The simple translation in common parlance is central banks are going “all in” on central bank digital currencies, not to be outperformed by the private sector. While the crypto sphere provides a glimpse into promising technological advances, the BIS has serious concerns about decentralized, unregulated intermediaries taking on a role in the banking sector, as seigniorage is an important source of revenue for the government. However, if the same technological advances could be usurped and controlled by the central bank, this could become a significant first step in Agustin Carstens’s financial utopia.
For years, the BIS has quietly deliberated on how to build a better technological grid of control of all assets, not just monetary. Their goal has been to inventory all finances, commodities, land, timber, houses, etc., on one ledger under their exclusive management and control. On June 20, the BIS published “The Blueprint for the Future Monetary System: Improving the Old, Enabling the New.” This unified ledger system, if implemented, will accomplish their long-awaited goal: complete control of all global resources. This comprehensive blueprint gives new meaning to the World Economic Forum’s mantra: “By 2030; you’ll own nothing and you’ll be happy.”

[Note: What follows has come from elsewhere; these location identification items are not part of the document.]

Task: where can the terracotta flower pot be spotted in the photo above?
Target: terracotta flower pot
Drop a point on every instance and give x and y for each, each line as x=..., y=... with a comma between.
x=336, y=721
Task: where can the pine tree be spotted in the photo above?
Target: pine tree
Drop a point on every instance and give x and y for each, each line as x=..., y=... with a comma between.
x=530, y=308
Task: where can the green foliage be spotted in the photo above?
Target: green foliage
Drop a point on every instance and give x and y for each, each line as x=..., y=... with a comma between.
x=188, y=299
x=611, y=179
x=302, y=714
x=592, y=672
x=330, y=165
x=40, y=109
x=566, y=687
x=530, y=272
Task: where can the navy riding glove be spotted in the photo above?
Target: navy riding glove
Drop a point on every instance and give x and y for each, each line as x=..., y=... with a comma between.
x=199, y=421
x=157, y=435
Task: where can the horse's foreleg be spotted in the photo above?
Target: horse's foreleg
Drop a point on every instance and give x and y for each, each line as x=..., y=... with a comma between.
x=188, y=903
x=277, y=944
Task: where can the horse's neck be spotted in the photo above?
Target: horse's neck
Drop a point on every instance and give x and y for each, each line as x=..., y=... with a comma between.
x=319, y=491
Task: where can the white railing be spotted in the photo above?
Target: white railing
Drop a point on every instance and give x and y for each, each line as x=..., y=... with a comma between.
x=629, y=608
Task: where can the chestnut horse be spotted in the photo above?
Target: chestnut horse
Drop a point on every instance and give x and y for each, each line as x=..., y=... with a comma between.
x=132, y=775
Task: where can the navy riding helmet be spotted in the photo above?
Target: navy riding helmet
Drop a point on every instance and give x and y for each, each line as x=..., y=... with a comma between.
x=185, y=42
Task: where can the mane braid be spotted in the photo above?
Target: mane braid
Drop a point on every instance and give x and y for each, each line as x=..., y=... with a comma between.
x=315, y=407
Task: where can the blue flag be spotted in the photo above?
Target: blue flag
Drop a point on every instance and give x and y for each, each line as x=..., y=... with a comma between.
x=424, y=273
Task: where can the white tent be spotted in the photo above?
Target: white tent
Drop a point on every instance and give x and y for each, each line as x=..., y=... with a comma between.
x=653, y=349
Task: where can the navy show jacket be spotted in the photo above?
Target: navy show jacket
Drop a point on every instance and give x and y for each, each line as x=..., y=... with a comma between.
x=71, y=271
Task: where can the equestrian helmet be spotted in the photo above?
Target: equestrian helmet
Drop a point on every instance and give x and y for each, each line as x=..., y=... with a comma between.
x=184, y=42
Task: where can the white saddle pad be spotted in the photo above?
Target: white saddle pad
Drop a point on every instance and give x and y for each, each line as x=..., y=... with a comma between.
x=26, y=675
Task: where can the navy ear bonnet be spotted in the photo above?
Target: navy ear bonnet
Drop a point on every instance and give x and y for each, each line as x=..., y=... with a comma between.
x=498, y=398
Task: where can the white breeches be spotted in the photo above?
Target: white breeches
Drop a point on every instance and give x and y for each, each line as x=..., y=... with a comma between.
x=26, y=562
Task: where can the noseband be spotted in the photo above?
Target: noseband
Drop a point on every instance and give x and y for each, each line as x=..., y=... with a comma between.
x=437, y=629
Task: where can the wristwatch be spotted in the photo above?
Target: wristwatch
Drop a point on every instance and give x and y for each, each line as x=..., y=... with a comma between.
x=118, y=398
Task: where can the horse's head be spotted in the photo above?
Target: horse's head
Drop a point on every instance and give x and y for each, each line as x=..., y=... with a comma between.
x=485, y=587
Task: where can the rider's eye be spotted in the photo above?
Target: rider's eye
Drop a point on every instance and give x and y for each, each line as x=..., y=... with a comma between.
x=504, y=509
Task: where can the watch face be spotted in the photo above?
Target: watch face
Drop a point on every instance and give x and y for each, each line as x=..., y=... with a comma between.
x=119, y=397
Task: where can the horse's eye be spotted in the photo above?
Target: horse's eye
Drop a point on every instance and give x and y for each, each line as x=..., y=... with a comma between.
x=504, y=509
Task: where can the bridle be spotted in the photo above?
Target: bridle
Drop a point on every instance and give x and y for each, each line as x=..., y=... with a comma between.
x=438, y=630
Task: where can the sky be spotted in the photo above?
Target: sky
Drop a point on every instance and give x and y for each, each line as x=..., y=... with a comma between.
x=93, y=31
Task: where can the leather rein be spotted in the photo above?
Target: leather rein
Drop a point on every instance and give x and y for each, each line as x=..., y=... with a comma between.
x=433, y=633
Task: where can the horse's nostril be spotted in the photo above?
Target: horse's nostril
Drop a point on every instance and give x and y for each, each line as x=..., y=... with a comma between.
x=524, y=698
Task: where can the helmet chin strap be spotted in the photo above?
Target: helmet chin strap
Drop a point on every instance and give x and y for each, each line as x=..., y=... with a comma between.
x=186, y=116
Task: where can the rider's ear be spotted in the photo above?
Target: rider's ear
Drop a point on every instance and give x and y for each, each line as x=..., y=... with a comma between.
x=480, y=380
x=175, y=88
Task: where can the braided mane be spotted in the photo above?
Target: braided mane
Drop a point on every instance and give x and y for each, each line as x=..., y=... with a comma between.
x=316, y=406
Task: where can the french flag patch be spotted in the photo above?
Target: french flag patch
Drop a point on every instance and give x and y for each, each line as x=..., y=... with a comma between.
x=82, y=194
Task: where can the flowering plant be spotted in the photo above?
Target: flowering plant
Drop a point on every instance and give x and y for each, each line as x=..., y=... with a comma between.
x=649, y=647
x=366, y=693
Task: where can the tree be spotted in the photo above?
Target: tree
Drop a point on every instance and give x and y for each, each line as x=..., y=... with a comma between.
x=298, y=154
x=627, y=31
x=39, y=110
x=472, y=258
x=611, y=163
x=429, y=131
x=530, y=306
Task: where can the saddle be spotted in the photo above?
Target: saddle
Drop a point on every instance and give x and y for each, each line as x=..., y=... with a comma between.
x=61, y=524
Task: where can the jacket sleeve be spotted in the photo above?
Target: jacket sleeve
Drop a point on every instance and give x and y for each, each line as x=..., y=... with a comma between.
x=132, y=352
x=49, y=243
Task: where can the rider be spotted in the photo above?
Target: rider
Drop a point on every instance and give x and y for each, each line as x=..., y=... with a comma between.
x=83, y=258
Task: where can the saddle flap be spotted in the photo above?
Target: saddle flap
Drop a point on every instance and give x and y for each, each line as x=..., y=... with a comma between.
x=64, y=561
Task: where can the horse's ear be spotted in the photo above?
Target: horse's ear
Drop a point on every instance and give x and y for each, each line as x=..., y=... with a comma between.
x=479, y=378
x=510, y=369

One might question the timing and hubris of the guardians of the public trust when G-7 countries are teetering on a global debt crisis, BRICS nations are about to roll out a new currency and the U.S. just had a significant downgrade in their bond market by Fitch Rating Agency.
FedNow, a prerequisite to the rollout of the unified ledger, was quietly unveiled on July 20. However, central banks enjoy immunity protection under Article 14, in case things don’t work out as planned. As central banks tokenize your house and assets for the greater good of humanity, ignorance will be blissful until the consequences rain down hard. History has confirmed freedom and liberty come at a high price.